Dafuer ist es notwendig zu explizieren, auf welchem Boden man steht. Und von wo aus (und wohin fuehrend) man etwas bewertet. Offensichtlich hat der Fachjournalist bei diesen Beschreibungstexten andere Kriterien im Hinterkopf als die Kritiker; er nennt hauptsaechlich die Lesbarkeit von alt und neu (weitere Kriterien gaebe es zu finden). Den Leserbriefschreiber_innen wiederum geht es um traditionelle Anforderungen an Materialien, um Sehnsucht nach bestimmten Schoenheiten, fuer die sie offensichtlich ausschliesslich ihre eigenen Vorlieben als Masstab anlegen. Jedoch: auch solch brueskes Aufeinandertreffen von Beton, Holz und Naturstein kann „schoen“ sein, sofern man nicht ueber eine Materialwertigkeitsskala Bestimmtes ausschliesst. (Welcher „Schoenheitsbegriff“ ist gemeint?) Dies alles haben wir eigentlich im Studium gelernt und erfahren (siehe im Text zuvor…)

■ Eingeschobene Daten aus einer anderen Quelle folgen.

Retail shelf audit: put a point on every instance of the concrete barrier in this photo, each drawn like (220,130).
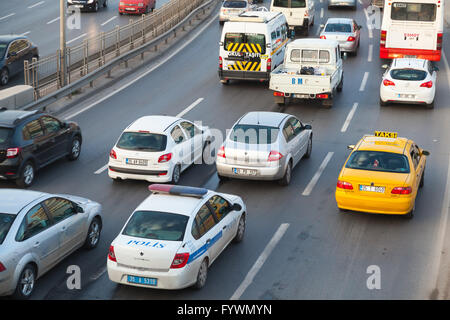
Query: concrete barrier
(16,97)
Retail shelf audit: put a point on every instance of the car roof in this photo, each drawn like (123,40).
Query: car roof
(372,143)
(263,118)
(157,124)
(13,200)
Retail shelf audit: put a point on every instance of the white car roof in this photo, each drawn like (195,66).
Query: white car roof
(157,124)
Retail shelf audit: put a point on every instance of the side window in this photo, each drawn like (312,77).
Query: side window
(32,130)
(177,134)
(60,209)
(51,124)
(34,222)
(220,206)
(189,128)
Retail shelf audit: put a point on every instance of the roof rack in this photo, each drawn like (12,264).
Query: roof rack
(178,190)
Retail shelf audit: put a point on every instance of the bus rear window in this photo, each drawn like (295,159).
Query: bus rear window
(407,11)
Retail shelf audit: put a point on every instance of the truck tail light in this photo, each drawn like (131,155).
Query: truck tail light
(180,260)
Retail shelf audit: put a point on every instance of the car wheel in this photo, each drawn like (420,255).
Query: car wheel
(75,149)
(26,283)
(93,236)
(27,174)
(202,275)
(4,77)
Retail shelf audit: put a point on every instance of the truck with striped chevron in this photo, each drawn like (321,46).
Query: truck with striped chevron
(312,69)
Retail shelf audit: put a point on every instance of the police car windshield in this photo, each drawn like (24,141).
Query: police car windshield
(157,225)
(234,4)
(378,161)
(408,74)
(254,134)
(143,141)
(6,221)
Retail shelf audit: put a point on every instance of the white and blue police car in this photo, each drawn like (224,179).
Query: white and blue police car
(174,235)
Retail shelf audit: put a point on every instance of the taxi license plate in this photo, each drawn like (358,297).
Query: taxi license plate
(245,172)
(371,188)
(137,162)
(142,280)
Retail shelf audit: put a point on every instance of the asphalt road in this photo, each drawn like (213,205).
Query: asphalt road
(324,254)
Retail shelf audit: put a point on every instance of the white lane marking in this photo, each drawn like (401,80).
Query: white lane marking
(349,117)
(77,38)
(36,4)
(108,21)
(54,20)
(317,175)
(145,73)
(364,82)
(260,261)
(9,15)
(369,57)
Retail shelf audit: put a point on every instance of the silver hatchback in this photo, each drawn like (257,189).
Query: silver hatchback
(38,230)
(264,146)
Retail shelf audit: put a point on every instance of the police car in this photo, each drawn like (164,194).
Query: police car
(173,236)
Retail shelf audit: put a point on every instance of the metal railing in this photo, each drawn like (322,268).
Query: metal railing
(44,75)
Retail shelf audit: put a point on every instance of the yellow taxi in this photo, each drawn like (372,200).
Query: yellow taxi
(382,174)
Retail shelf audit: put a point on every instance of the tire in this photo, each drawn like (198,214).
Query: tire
(93,235)
(202,275)
(4,77)
(27,175)
(26,283)
(287,175)
(75,149)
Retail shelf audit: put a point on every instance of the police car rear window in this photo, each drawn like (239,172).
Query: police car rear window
(143,141)
(408,74)
(156,225)
(378,161)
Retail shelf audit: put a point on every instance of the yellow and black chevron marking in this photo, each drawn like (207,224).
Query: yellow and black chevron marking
(245,66)
(244,47)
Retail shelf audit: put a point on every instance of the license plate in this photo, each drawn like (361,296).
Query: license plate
(245,172)
(137,162)
(371,188)
(142,280)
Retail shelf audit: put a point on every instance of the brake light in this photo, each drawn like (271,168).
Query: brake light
(221,152)
(165,158)
(402,190)
(274,156)
(111,254)
(428,84)
(12,152)
(387,82)
(180,260)
(344,185)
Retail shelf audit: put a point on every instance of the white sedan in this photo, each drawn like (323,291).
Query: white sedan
(157,149)
(409,80)
(173,236)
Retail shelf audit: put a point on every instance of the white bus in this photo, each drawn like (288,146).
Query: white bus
(412,29)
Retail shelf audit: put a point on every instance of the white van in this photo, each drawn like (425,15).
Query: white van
(299,13)
(252,45)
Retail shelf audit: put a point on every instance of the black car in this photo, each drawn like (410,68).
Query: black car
(30,140)
(14,50)
(91,5)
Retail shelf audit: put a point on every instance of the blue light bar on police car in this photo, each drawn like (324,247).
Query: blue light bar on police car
(178,190)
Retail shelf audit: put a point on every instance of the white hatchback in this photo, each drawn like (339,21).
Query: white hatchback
(157,149)
(173,236)
(409,80)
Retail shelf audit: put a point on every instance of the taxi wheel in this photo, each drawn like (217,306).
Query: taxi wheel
(202,275)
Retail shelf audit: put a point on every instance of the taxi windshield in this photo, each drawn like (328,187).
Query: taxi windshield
(157,225)
(6,221)
(378,161)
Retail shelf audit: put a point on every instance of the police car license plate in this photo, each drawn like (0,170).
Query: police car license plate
(245,172)
(371,188)
(142,280)
(137,162)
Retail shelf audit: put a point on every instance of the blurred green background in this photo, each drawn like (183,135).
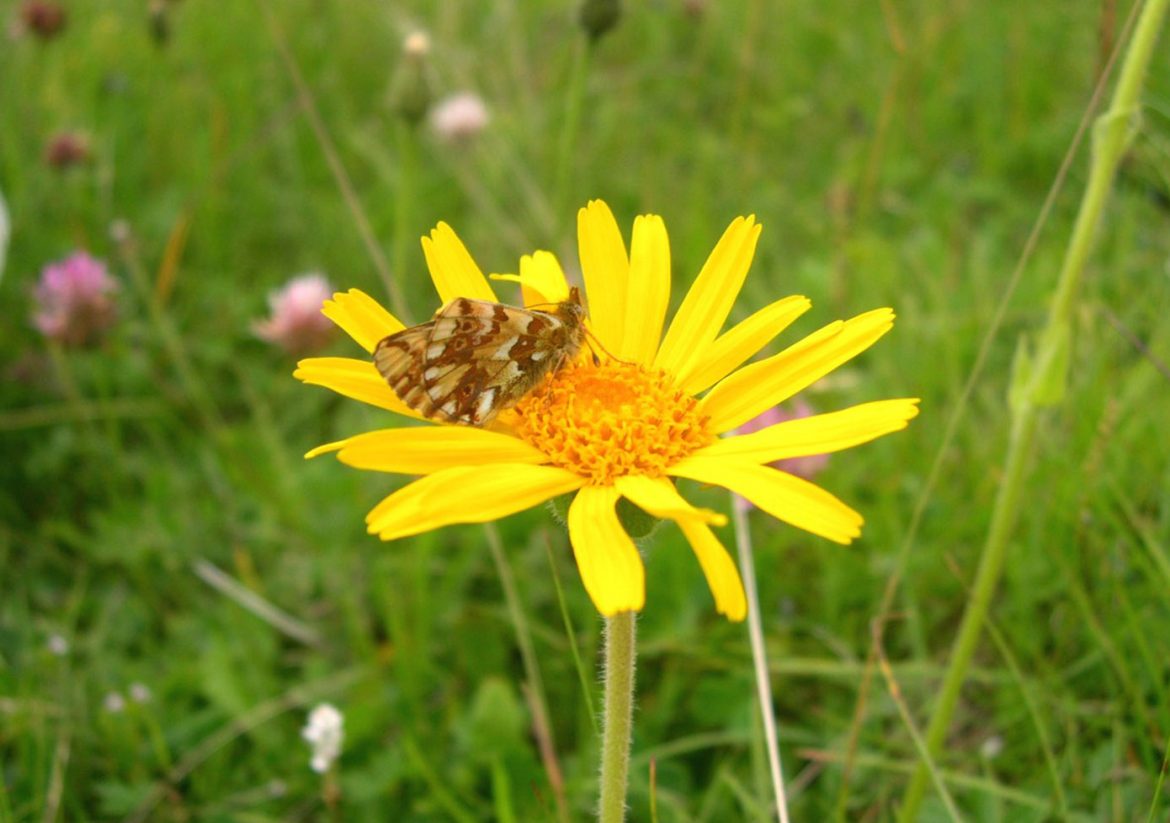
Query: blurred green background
(152,489)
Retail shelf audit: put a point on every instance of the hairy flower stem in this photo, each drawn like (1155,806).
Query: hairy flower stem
(1039,379)
(619,705)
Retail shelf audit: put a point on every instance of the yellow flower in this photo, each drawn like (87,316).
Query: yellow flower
(625,426)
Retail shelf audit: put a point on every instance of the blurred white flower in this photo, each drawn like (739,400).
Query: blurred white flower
(459,117)
(992,747)
(417,45)
(296,323)
(324,734)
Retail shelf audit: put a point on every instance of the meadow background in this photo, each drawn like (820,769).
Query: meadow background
(153,500)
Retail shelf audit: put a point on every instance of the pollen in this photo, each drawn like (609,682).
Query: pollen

Ganz „schulmeisterlich“ formuliert – in Verantwortung gegenueber der Baukultur, der Bauherrschaft und den Architektur-Laien: Als Architekt/in muss fachlich und sachlich argumentiert werden, das schliesst Geschmacksvorlieben aus. – Nicht jedoch einen persoenlichen, privaten und kollegialen Austausch bei einer Tasse Kaffee – meinetwegen nicht in Wertheim.